A la suite de l’opposition formée par H.________ le 30 août 2013, le Préfet a annoncé vouloir rendre une ordonnance de classement en sa faveur. Toutefois, le Ministère public central a refusé d’approuver cette ordonnance de classement, par courrier du 19 novembre 2013. Dès lors, le Préfet a rendu une nouvelle ordonnance le 22 janvier 2014, constatant à nouveau que l’intéressé s’était rendu coupable d’infraction simple à la LCR et le condamnant à une amende de 800 francs.
H.________ ayant formé opposition le 3 février 2014, le Préfet a décidé, le 4 février suivant, de maintenir son ordonnance pénale et a indiqué qu’il allait transmettre le dossier au Tribunal de police de l'arrondissement de la Broye et du Nord vaudois.
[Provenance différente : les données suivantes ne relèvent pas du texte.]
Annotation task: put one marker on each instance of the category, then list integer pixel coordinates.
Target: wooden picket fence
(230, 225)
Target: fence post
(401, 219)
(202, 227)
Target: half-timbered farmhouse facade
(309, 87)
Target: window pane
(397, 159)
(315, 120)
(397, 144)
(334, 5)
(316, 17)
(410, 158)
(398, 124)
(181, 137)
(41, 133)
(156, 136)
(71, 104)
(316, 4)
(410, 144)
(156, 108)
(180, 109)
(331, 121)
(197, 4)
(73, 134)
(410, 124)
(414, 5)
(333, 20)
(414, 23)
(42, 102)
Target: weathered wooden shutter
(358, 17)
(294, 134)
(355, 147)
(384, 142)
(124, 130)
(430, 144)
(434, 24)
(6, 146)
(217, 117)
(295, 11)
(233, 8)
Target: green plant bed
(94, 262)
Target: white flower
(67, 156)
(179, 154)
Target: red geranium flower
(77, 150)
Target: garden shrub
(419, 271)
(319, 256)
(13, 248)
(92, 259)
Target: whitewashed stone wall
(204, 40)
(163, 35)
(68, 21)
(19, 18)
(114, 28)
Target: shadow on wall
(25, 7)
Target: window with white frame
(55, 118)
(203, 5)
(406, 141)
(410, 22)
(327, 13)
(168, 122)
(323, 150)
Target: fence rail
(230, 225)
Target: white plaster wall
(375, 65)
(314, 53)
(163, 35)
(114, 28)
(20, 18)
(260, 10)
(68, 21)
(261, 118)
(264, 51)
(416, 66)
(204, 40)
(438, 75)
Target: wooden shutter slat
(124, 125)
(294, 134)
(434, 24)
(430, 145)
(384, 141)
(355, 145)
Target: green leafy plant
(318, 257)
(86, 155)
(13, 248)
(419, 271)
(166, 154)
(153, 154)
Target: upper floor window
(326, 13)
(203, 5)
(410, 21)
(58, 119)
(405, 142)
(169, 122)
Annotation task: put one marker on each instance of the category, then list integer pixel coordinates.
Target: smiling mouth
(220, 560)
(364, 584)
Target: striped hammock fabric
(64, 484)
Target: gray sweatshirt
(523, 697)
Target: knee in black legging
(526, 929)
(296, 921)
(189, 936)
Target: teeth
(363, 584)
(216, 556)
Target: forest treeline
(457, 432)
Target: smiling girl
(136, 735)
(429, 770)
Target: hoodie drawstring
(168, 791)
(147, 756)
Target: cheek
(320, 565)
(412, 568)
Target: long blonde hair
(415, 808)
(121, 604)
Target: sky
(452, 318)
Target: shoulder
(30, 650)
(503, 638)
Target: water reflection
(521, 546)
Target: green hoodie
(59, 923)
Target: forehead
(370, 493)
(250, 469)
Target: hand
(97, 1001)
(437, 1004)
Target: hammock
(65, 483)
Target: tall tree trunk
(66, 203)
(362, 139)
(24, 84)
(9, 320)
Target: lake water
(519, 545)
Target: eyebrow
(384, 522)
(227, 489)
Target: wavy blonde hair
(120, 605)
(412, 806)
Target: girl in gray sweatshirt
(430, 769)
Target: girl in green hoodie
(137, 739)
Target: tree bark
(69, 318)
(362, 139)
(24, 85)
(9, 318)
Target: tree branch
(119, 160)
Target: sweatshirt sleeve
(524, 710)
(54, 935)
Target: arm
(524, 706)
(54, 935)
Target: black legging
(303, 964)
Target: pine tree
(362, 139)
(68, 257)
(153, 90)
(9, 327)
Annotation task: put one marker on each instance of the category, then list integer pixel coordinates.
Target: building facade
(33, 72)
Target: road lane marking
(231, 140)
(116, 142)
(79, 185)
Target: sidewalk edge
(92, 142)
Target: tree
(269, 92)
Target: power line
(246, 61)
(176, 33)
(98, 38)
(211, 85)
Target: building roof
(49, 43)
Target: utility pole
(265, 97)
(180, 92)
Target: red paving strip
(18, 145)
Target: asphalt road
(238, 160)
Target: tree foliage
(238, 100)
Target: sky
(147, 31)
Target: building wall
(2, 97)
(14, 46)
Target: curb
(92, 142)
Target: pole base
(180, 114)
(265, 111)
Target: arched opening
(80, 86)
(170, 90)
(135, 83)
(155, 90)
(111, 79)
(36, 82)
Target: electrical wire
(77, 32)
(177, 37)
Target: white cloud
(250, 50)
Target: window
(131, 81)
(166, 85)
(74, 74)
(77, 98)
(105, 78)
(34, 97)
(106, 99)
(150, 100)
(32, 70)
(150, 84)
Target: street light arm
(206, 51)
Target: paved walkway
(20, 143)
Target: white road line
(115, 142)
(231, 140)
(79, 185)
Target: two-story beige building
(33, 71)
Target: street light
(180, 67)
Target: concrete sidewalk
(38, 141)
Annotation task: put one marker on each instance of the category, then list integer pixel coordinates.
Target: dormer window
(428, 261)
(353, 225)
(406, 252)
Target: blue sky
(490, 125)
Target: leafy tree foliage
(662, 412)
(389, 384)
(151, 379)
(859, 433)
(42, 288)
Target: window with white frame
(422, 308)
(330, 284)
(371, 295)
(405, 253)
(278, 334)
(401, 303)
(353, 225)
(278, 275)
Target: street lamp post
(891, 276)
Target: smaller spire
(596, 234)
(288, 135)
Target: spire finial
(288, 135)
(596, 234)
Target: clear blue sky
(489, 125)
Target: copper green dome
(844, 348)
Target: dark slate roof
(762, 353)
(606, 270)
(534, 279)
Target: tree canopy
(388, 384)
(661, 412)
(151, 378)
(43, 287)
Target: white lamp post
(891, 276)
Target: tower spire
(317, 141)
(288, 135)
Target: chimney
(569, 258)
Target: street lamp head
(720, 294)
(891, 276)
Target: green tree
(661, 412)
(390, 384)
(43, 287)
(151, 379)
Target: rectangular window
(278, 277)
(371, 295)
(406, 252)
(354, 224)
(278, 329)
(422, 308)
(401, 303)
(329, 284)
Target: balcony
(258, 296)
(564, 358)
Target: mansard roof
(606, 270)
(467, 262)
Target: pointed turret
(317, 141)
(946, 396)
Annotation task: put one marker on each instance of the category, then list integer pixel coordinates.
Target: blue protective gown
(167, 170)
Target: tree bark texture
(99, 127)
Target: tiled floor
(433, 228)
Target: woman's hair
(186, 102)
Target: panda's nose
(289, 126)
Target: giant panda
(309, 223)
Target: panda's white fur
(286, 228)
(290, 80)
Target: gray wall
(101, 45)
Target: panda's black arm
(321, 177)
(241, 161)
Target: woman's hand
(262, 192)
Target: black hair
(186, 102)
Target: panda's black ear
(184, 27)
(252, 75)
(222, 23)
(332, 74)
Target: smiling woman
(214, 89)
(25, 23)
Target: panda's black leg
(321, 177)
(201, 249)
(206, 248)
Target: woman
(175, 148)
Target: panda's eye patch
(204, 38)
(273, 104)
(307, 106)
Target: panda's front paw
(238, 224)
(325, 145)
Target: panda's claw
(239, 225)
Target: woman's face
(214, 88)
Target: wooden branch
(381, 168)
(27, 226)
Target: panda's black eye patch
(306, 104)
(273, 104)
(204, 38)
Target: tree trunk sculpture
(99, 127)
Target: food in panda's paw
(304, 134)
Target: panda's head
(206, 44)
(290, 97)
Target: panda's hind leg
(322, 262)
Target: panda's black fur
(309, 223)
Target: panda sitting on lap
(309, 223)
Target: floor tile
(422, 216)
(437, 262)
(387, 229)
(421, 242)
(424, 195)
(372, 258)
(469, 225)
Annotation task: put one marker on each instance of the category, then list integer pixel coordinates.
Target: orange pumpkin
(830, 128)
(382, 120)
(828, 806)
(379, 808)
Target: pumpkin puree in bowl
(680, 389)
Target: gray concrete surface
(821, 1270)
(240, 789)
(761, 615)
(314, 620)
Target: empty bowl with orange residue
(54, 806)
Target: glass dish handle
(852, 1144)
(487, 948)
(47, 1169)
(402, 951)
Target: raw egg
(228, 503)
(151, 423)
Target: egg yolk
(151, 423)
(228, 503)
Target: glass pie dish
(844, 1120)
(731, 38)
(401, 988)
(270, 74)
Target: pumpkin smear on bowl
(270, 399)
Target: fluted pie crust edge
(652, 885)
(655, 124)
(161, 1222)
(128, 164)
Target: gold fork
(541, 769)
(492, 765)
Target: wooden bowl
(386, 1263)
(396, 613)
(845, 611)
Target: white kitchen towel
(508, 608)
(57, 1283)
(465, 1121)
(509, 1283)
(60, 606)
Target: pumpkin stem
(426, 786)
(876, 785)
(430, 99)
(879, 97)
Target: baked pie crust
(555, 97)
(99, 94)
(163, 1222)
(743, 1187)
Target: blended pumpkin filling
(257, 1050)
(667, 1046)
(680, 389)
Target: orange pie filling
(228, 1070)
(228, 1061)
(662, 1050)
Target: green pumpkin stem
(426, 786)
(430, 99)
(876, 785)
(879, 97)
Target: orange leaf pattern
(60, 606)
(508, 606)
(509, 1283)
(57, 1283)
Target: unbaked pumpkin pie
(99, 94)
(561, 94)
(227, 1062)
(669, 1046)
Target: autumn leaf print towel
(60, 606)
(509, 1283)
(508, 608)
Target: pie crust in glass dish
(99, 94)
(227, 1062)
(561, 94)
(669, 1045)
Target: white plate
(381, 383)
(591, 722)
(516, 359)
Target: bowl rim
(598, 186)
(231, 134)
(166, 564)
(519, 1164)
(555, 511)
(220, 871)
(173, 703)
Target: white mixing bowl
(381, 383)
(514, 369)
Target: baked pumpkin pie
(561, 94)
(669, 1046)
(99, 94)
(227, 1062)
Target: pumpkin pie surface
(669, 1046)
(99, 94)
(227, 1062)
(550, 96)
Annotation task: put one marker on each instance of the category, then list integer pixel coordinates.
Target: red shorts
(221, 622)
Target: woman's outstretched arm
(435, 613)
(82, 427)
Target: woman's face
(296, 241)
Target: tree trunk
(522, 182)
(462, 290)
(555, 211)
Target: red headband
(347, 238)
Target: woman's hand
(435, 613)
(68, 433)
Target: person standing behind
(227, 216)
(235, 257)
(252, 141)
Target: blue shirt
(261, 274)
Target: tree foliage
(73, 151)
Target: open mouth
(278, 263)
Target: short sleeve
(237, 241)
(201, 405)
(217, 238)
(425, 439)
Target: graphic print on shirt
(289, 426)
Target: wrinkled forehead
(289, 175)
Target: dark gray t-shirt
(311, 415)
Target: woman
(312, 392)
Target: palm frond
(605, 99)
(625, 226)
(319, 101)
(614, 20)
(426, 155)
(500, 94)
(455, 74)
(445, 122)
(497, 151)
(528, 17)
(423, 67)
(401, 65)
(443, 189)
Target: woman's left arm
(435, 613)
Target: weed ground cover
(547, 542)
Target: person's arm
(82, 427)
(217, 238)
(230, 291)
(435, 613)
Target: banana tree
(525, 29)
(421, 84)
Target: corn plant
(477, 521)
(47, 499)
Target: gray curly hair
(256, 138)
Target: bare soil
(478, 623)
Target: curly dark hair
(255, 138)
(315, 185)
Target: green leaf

Le 14 février 2014, le Ministère public central, division affaires spéciales (anciennement Ministère public central, division affaires spéciales, contrôle et mineurs), sous la signature du Procureur général du canton de Vaud, a formé opposition à l’ordonnance pénale du 22 janvier 2014 et a demandé au Préfet de lui transmettre le dossier en application de l’art. 357 al. 4 CPP, ce que ce dernier a fait le 19 février 2014.
Le 17 février 2014, H.________ a indiqué retirer son opposition.
b) Le 24 février 2014, H.________ a contesté la validité de l’opposition formée par le Ministère public.
Par avis des 27 février et 7 mars 2014, le Ministère public a indiqué à H.________ qu’il considérait sa saisine comme valable.
Par arrêt du 11 août 2014 (n° 499), la Cour de céans a admis partiellement le recours de H.________, a annulé les avis des 27 février et 7 mars 2014 et a renvoyé le dossier au Tribunal de police de l’arrondissement de la Broye et du Nord vaudois afin que celui-ci statue sur la validité de l’opposition formée par le Ministère public.
Par prononcé du 2 septembre 2014, le Tribunal précité a constaté la recevabilité de cette opposition et a renvoyé le dossier au Ministère public, en l’invitant à modifier l'accusation dans le sens de ses considérants.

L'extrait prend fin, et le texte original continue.